France Télévisions condamnée pour manquement à l’obligation de sécurité
Six mois après avoir reconnu des faits de harcèlement moral au sein du service « Société » de la rédaction nationale, la direction de France Télévisions vient d’être condamnée pour la gestion de la fin de carrière d’un journaliste de « Faut Pas Rêver ». Ces dérives managériales visant trop souvent les « seniors » ne sont pas une fatalité : désormais reconnues par tous, elles doivent disparaître de nos rédactions.
« En décidant d’interdire à monsieur A. l’exercice de sa profession de grand reporter, la société France Télévisions a profondément ébranlé son salarié, a pris un grand risque sur sa santé mentale et a ainsi commis un grave manquement à son obligation de sécurité ».
Cette phrase est extraite d’un jugement du conseil des prud’hommes de Paris, rendu en novembre 2021, qui condamne France Télévisions pour « manquement à l’obligation de sécurité de résultat ». La direction de France Télévisions ayant décidé de ne pas faire appel du jugement, celui-ci est donc définitif, et l’entreprise devra indemniser la victime de ces agissements.

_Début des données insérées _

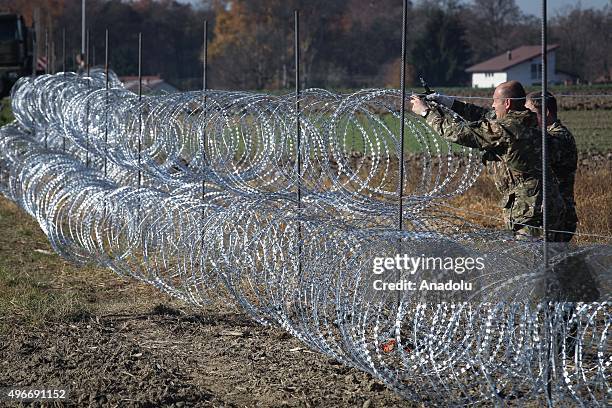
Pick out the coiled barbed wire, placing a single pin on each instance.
(195, 193)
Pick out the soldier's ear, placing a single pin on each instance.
(507, 103)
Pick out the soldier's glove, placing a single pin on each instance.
(441, 99)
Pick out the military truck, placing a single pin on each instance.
(15, 50)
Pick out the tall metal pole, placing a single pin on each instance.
(297, 104)
(64, 50)
(87, 105)
(544, 138)
(47, 59)
(87, 53)
(64, 71)
(204, 108)
(83, 27)
(204, 89)
(400, 189)
(106, 100)
(139, 106)
(400, 223)
(547, 281)
(296, 17)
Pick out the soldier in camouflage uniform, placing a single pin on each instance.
(563, 157)
(511, 141)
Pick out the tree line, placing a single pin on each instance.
(344, 43)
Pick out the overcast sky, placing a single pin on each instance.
(528, 6)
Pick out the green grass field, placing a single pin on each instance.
(591, 128)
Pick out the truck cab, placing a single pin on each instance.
(15, 50)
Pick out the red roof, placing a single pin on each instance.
(510, 58)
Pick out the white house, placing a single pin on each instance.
(523, 64)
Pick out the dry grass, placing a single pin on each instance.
(37, 286)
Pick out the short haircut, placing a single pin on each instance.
(514, 91)
(551, 102)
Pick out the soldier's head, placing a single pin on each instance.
(508, 96)
(534, 104)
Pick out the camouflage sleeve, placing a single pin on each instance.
(483, 134)
(469, 111)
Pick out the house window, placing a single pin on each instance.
(536, 71)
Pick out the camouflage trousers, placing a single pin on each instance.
(523, 214)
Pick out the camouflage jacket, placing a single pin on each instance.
(563, 159)
(511, 144)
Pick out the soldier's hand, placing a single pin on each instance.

Cette victime est l’un de nos confrères, récemment retraité, et qui a subi une fin de carrière indigne du service public. Grand reporter pendant 25 ans pour le magazine « Faut Pas Rêver », A. est victime d’un grave accident du travail lors d’un tournage en 2014. Sa longue convalescence s’accompagne d’une défiance injustifiée et d’humiliations professionnelles infligées par l’encadrement. Ce dernier décide notamment, de manière brutale et arbitraire, de ne plus lui confier la réalisation de reportages. À près de soixante ans, A. se retrouve donc puni, déclassé. Son activité se limite au « soutien » d’autres journalistes, notamment les présentateurs de « Faut Pas Rêver », avec lesquels il prépare les plateaux de l’émission. Cette exclusion, imposée par l’encadrement du magazine, est mise en pièces par le jugement de novembre 2021 : « la décision prise de priver monsieur A. de travail sur le « terrain » doit s’analyser comme une remise en cause de son poste, de ses fonctions, donc une rétrogradation s’analysant comme une exécution déloyale du contrat de travail ». Rappelons que la direction de France Télévisions n’a pas fait appel de ce jugement.
A. va subir ce management violent pendant plusieurs années. Son état de santé se dégrade, et notre confrère ne peut plus travailler sereinement. Affaibli physiquement et psychologiquement, il est licencié pour inaptitude (après avis de la médecine du travail) en 2019. Soutenu par le SNJ, il devra saisir la justice pour que ce management soit condamné et que le préjudice subi soit enfin reconnu… deux ans plus tard.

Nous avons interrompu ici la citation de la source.